Iris Bohnet is Professor of Public Policy at the Harvard Kennedy School. She is the director of the Women and Public Policy Program, associate director of the Harvard Decision Science Laboratory, vice-chair of the Program on Negotiation, and faculty co-chair of the executive program "Global Leadership and Public Policy for the 21st Century" for the World Economic Forum’s Young Global Leaders. She is also affiliated with the Center for Business and Government, the Center for Public Leadership, the Dubai Initiative, and the Institute for Quantitative Social Science, Harvard University. She is a member of the Global Agenda Councils on Diversity and Development and the Gender Gap of the World Economic Forum and serves on the board of the Graduate Institute of International Studies, Geneva, the advisory board of the Vienna University of Economics and Business Administration, and a large number of academic journals focusing on economics, management, negotiation, decision analysis and law.

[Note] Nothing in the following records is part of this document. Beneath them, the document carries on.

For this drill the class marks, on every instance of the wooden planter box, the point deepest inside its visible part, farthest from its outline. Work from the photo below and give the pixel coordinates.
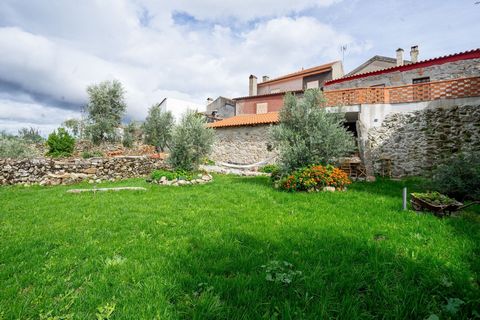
(439, 210)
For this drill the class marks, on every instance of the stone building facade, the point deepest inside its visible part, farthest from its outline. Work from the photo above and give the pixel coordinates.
(415, 142)
(460, 65)
(242, 144)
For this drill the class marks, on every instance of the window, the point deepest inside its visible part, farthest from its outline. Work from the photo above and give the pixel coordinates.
(421, 80)
(262, 108)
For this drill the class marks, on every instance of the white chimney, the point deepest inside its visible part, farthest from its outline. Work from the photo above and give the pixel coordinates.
(399, 57)
(414, 54)
(252, 85)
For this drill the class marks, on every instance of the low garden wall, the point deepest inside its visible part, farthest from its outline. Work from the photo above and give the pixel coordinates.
(416, 142)
(45, 171)
(242, 144)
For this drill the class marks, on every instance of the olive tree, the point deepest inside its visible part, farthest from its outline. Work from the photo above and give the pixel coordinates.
(191, 142)
(158, 127)
(308, 134)
(105, 109)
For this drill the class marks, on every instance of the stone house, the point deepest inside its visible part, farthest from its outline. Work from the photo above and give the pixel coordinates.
(411, 126)
(220, 108)
(381, 62)
(458, 65)
(243, 139)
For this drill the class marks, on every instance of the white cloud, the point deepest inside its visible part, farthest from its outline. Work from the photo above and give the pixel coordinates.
(57, 52)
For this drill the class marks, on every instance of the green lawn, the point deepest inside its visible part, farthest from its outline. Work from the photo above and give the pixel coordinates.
(196, 252)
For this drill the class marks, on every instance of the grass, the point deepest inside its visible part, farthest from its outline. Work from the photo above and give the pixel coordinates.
(197, 252)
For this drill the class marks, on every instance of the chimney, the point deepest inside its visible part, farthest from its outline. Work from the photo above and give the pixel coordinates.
(252, 85)
(414, 54)
(399, 57)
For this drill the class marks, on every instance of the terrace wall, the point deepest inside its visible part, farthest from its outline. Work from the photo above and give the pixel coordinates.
(445, 71)
(45, 171)
(242, 144)
(417, 141)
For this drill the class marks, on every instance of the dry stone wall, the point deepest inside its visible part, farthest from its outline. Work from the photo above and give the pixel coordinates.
(45, 171)
(242, 145)
(415, 142)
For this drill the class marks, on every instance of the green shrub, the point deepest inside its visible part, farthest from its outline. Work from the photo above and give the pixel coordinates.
(172, 175)
(91, 154)
(30, 135)
(460, 177)
(158, 127)
(307, 134)
(434, 198)
(269, 168)
(14, 147)
(208, 162)
(60, 143)
(314, 178)
(191, 142)
(158, 174)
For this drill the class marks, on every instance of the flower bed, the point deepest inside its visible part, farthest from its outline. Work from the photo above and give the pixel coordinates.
(315, 178)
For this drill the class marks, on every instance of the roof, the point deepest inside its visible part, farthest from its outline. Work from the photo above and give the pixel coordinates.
(268, 95)
(471, 54)
(373, 59)
(302, 73)
(246, 120)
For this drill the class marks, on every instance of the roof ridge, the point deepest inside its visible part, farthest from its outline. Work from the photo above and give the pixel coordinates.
(291, 74)
(361, 75)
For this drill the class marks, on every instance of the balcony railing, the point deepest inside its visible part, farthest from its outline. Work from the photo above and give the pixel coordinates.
(429, 91)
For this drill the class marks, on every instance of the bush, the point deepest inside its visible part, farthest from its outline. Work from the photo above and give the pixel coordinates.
(172, 175)
(91, 154)
(106, 107)
(60, 143)
(459, 178)
(30, 135)
(158, 127)
(269, 168)
(308, 134)
(314, 178)
(129, 135)
(14, 147)
(191, 142)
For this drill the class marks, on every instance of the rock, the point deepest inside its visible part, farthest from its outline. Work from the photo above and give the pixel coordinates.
(90, 170)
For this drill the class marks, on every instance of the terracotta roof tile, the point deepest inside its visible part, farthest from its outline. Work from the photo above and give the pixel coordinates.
(321, 68)
(246, 120)
(281, 93)
(471, 54)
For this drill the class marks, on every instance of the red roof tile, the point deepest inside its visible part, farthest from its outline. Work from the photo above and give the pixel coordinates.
(246, 120)
(302, 73)
(281, 93)
(472, 54)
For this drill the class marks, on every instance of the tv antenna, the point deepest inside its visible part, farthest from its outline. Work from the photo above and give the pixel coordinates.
(343, 49)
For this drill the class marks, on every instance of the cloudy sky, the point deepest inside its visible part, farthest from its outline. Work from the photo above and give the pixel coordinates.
(51, 50)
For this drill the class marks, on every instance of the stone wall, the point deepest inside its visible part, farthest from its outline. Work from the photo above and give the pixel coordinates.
(46, 171)
(450, 70)
(242, 145)
(417, 141)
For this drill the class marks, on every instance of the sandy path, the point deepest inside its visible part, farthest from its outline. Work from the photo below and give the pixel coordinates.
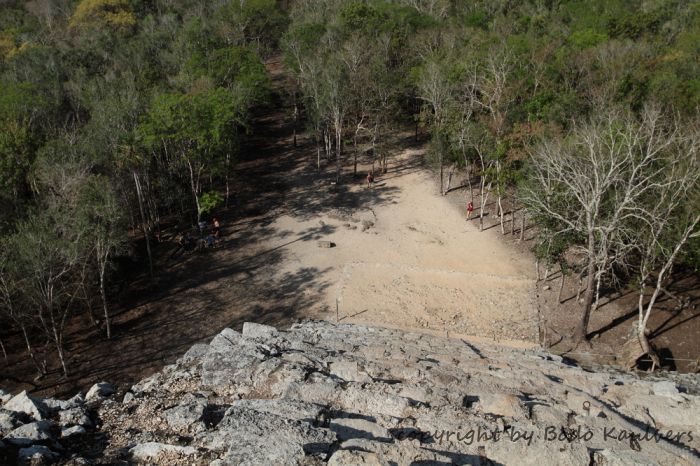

Professor Bohnet teaches decision-making and negotiation in degree and executive programs. In addition to teaching at Harvard, she has been engaged in the teaching, training and consulting of private and public sector leaders in the United States, Europe, India, and the Middle East.
A behavioral economist combining insights from economics and psychology, Iris Bohnet’s research focuses on decision-making, and on improving decision-making in organizations and society. In particular, she analyzes the causes and consequences of trust and its relevance for negotiation and decision-making. She has developed experimental tools to measure people’s behavior, dispositions and beliefs as accurately as possible in different parts of the world and has pioneered the experimental research in the Middle East. She has published widely in leading academic journals. Her work has been discussed in numerous newspaper articles and on television.
Iris Bohnet received her Ph.D. in Economics from the University of Zurich, Switzerland, in 1997, and has then spent a year as a visiting scholar at the Haas School of Business, University of California at Berkeley. She joined the Harvard Kennedy School as an assistant professor in 1998 and was made full professor in 2006. She is married to Michael Zurcher, and she and her husband have two children. The family lives in Newton, Massachusetts.